Sir Judge is in the country on a fact finding mission commissioned with a view to forming a development plan for Sri Lanka towards the year 2030, with a particular focus on the country’s education sector on an invitation extended by Cabinet Minister of External Affairs, Prof G.L. Peiris.
As part of his mission, Sir Judge will be meeting with officials from the Ministries of Education and Youth Affairs as well as visiting education institutes across the island.
Sri Lanka’s own commitment to free education and the welfare state model itself has seen a steady decline with government allocations to the Ministry of Education, Higher Education and to the Provincial Councils amounting to only 1.51 percent of the GDP.
The downward trend reflecting a reprioritization of government spending on welfare, including free education and health is however not a new development, having first commenced in 2006.
Noting that Sri Lanka had made remarkable strides in its post-conflict economic growth, Sir Judge nevertheless stated that a long-term development plan based on the projected requirements of the country would play an important role in ensuring cohesive development for the country going forward. “As I understand it, the Sri Lankan government has put forward some ambitious growth targets already and I think that is a very sensible move because if you can keep the growth between 6-8 percent, you can double the per capita wealth over a relatively short period of time,” Sir Judge observed.

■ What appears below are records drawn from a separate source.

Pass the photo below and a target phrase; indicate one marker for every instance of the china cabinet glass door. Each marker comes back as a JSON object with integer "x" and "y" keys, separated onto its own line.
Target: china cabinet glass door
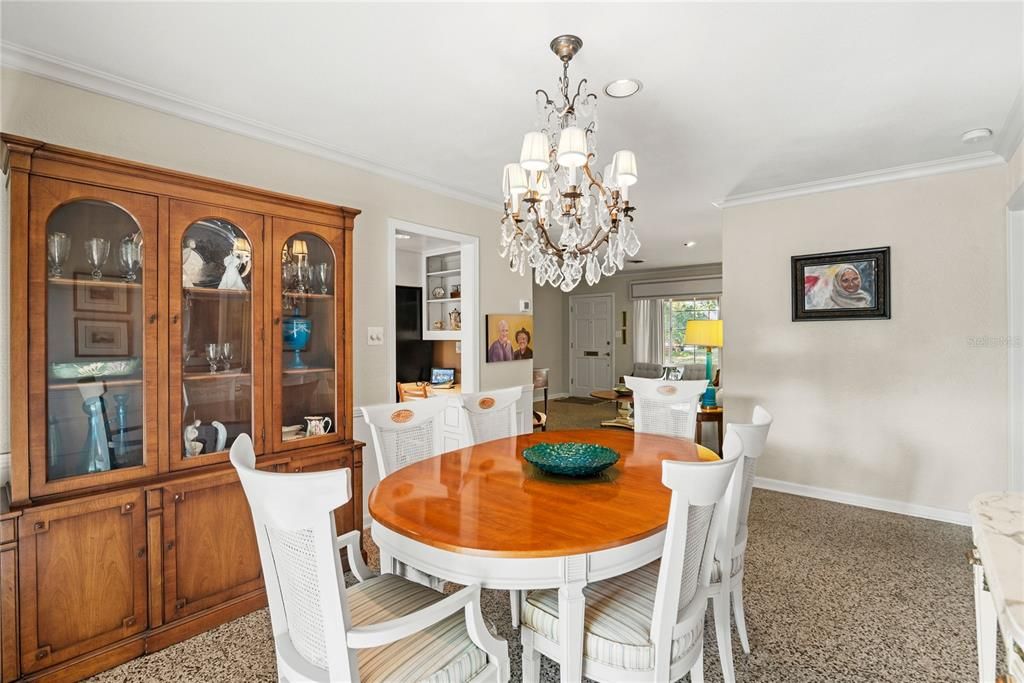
{"x": 305, "y": 329}
{"x": 216, "y": 308}
{"x": 93, "y": 255}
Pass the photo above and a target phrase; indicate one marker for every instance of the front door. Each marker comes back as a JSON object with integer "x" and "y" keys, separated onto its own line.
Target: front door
{"x": 590, "y": 343}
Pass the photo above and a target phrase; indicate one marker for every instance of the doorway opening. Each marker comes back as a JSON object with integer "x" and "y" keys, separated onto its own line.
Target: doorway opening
{"x": 432, "y": 305}
{"x": 1015, "y": 336}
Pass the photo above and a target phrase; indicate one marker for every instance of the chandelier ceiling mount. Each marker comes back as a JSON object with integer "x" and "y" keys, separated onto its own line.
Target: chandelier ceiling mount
{"x": 565, "y": 226}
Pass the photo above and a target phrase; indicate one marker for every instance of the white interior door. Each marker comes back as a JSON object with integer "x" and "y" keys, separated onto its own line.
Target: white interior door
{"x": 590, "y": 343}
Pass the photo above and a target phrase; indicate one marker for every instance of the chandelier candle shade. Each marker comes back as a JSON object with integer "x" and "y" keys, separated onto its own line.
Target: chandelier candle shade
{"x": 562, "y": 219}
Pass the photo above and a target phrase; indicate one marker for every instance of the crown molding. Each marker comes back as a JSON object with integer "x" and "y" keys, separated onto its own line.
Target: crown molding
{"x": 62, "y": 71}
{"x": 1012, "y": 133}
{"x": 920, "y": 170}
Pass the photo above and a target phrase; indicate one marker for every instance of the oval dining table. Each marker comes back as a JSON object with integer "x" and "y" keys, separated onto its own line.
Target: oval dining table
{"x": 483, "y": 515}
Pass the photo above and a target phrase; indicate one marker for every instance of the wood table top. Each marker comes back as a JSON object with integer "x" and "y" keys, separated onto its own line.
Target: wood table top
{"x": 486, "y": 500}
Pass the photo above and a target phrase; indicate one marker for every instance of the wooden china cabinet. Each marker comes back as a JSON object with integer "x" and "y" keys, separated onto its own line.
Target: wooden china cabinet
{"x": 156, "y": 316}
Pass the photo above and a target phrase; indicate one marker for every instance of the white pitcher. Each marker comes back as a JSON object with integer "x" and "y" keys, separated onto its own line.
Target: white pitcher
{"x": 316, "y": 425}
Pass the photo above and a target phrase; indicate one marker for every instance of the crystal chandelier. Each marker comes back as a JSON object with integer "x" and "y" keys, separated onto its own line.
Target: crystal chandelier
{"x": 558, "y": 212}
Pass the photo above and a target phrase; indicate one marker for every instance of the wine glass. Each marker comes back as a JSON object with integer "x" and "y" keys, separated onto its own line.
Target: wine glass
{"x": 227, "y": 354}
{"x": 213, "y": 356}
{"x": 324, "y": 274}
{"x": 96, "y": 251}
{"x": 57, "y": 251}
{"x": 131, "y": 258}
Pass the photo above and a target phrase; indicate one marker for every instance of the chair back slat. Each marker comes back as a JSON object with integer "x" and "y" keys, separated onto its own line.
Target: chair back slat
{"x": 696, "y": 518}
{"x": 754, "y": 436}
{"x": 491, "y": 415}
{"x": 406, "y": 433}
{"x": 663, "y": 407}
{"x": 295, "y": 529}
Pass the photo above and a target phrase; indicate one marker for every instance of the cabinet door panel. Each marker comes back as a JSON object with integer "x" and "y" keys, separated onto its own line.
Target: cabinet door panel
{"x": 83, "y": 578}
{"x": 215, "y": 260}
{"x": 93, "y": 380}
{"x": 210, "y": 551}
{"x": 307, "y": 350}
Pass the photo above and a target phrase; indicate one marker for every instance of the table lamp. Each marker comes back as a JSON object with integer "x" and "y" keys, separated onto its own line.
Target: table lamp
{"x": 709, "y": 335}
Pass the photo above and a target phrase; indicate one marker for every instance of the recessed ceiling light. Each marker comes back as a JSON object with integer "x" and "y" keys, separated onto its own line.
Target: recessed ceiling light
{"x": 624, "y": 87}
{"x": 976, "y": 135}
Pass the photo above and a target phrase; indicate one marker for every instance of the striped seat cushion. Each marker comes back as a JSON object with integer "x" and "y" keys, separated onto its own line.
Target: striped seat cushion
{"x": 737, "y": 566}
{"x": 616, "y": 622}
{"x": 439, "y": 653}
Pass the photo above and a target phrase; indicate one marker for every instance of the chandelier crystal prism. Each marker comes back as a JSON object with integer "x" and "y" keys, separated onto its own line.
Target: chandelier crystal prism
{"x": 562, "y": 219}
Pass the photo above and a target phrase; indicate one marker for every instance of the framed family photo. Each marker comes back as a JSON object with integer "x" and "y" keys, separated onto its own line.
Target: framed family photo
{"x": 842, "y": 286}
{"x": 510, "y": 337}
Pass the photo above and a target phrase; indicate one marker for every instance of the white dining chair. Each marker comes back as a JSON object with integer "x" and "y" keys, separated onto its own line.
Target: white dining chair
{"x": 384, "y": 628}
{"x": 491, "y": 415}
{"x": 732, "y": 550}
{"x": 664, "y": 407}
{"x": 402, "y": 434}
{"x": 406, "y": 433}
{"x": 647, "y": 625}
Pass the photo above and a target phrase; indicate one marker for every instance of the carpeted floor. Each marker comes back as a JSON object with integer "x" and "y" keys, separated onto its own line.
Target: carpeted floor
{"x": 834, "y": 593}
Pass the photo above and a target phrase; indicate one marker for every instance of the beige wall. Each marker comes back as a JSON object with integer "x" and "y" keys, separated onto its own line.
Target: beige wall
{"x": 58, "y": 114}
{"x": 551, "y": 306}
{"x": 910, "y": 410}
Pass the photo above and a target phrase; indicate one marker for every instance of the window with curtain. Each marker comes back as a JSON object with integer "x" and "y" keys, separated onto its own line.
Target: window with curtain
{"x": 675, "y": 314}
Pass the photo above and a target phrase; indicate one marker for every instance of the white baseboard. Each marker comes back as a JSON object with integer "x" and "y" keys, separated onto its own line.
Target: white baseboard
{"x": 886, "y": 505}
{"x": 539, "y": 395}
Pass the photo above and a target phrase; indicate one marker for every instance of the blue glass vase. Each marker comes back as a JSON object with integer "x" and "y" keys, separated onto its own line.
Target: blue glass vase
{"x": 297, "y": 331}
{"x": 97, "y": 441}
{"x": 121, "y": 434}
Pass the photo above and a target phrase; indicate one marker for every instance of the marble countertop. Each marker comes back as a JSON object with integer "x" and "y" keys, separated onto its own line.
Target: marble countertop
{"x": 997, "y": 520}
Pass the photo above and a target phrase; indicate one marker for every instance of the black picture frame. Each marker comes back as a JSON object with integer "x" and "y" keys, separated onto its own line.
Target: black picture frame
{"x": 880, "y": 299}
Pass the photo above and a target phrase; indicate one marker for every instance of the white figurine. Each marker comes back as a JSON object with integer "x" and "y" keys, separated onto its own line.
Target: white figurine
{"x": 193, "y": 446}
{"x": 192, "y": 264}
{"x": 231, "y": 279}
{"x": 221, "y": 434}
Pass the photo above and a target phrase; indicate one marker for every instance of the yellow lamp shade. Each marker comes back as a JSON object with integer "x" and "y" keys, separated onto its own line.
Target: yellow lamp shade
{"x": 704, "y": 333}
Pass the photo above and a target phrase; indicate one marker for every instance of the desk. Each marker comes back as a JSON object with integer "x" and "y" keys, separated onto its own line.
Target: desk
{"x": 484, "y": 515}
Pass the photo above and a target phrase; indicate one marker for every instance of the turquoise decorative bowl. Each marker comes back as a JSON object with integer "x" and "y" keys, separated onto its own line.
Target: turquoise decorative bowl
{"x": 573, "y": 460}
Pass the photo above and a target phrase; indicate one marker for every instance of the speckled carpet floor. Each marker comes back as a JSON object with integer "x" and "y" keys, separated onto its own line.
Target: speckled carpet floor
{"x": 834, "y": 593}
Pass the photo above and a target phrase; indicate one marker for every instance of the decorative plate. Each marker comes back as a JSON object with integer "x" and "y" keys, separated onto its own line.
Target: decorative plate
{"x": 83, "y": 369}
{"x": 574, "y": 460}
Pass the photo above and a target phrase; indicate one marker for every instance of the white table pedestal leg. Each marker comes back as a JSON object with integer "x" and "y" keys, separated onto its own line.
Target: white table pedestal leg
{"x": 387, "y": 561}
{"x": 571, "y": 606}
{"x": 984, "y": 610}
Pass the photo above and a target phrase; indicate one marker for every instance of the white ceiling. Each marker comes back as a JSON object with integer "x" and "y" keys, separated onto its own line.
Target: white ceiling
{"x": 737, "y": 98}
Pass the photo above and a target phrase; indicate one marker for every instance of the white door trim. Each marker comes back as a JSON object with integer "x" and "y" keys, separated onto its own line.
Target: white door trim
{"x": 1015, "y": 338}
{"x": 611, "y": 322}
{"x": 470, "y": 246}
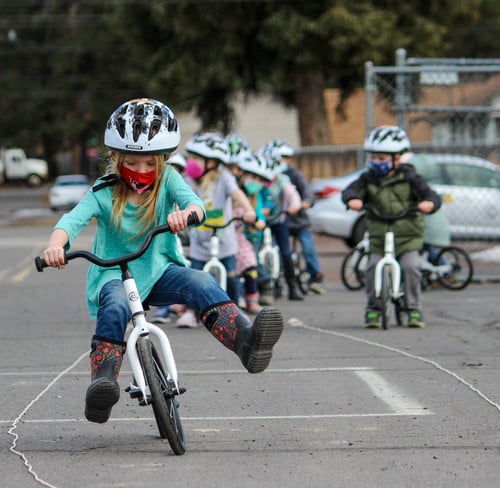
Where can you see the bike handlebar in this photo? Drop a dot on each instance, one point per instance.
(40, 263)
(223, 226)
(390, 218)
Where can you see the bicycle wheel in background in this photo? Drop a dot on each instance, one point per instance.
(303, 276)
(460, 271)
(163, 401)
(352, 277)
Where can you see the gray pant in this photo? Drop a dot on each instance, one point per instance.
(411, 275)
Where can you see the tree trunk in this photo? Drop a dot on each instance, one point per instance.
(313, 123)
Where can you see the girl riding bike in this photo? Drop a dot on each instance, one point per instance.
(138, 193)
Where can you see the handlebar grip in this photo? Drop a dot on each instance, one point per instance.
(193, 219)
(40, 264)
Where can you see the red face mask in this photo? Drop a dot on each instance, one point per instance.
(139, 182)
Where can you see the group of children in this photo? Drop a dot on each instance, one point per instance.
(142, 190)
(262, 188)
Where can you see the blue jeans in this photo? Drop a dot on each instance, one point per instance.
(233, 280)
(178, 284)
(306, 240)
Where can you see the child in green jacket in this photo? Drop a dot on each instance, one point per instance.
(392, 188)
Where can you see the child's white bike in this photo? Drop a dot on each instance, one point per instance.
(388, 283)
(214, 265)
(155, 379)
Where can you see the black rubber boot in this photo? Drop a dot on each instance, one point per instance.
(253, 343)
(105, 361)
(294, 292)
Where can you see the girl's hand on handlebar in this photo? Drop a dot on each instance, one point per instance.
(355, 204)
(426, 206)
(54, 257)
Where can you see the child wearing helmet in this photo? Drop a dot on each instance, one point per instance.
(254, 177)
(299, 224)
(216, 186)
(139, 193)
(392, 187)
(287, 202)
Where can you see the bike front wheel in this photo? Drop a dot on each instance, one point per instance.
(457, 268)
(165, 406)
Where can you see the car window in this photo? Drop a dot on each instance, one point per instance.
(466, 175)
(428, 169)
(74, 181)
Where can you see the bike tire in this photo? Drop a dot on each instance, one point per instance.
(462, 269)
(165, 406)
(350, 274)
(385, 297)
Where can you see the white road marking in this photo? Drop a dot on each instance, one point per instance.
(396, 400)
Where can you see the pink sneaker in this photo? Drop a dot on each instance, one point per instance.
(188, 320)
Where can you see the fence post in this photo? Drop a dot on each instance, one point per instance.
(400, 95)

“The government cannot create wealth, only private enterprise can do that.So, the government’s role then is to facilitate private enterprise. A good education system is certainly one of the most important prerequisites for this. Certainly, it won’t be easy with limited resources and there will be difficult decisions to be made and that is where a healthy consultation process with good public participation is important,” Sir Judge stated. A close supporter of the United Kingdom’s ruling Conservative Party, Sir Judge is on the panel of senior advisors to the Royal Institute of International Affairs (Chatham House) and has served as the President of the CIM since 2008. He has previously acted as an Independent Advisor to Togo, Kenya and South Africa, whilst also acting as the Chairman and Managing Director of Schroder Income Growth Fund PLC, a European equity-focused investment trust.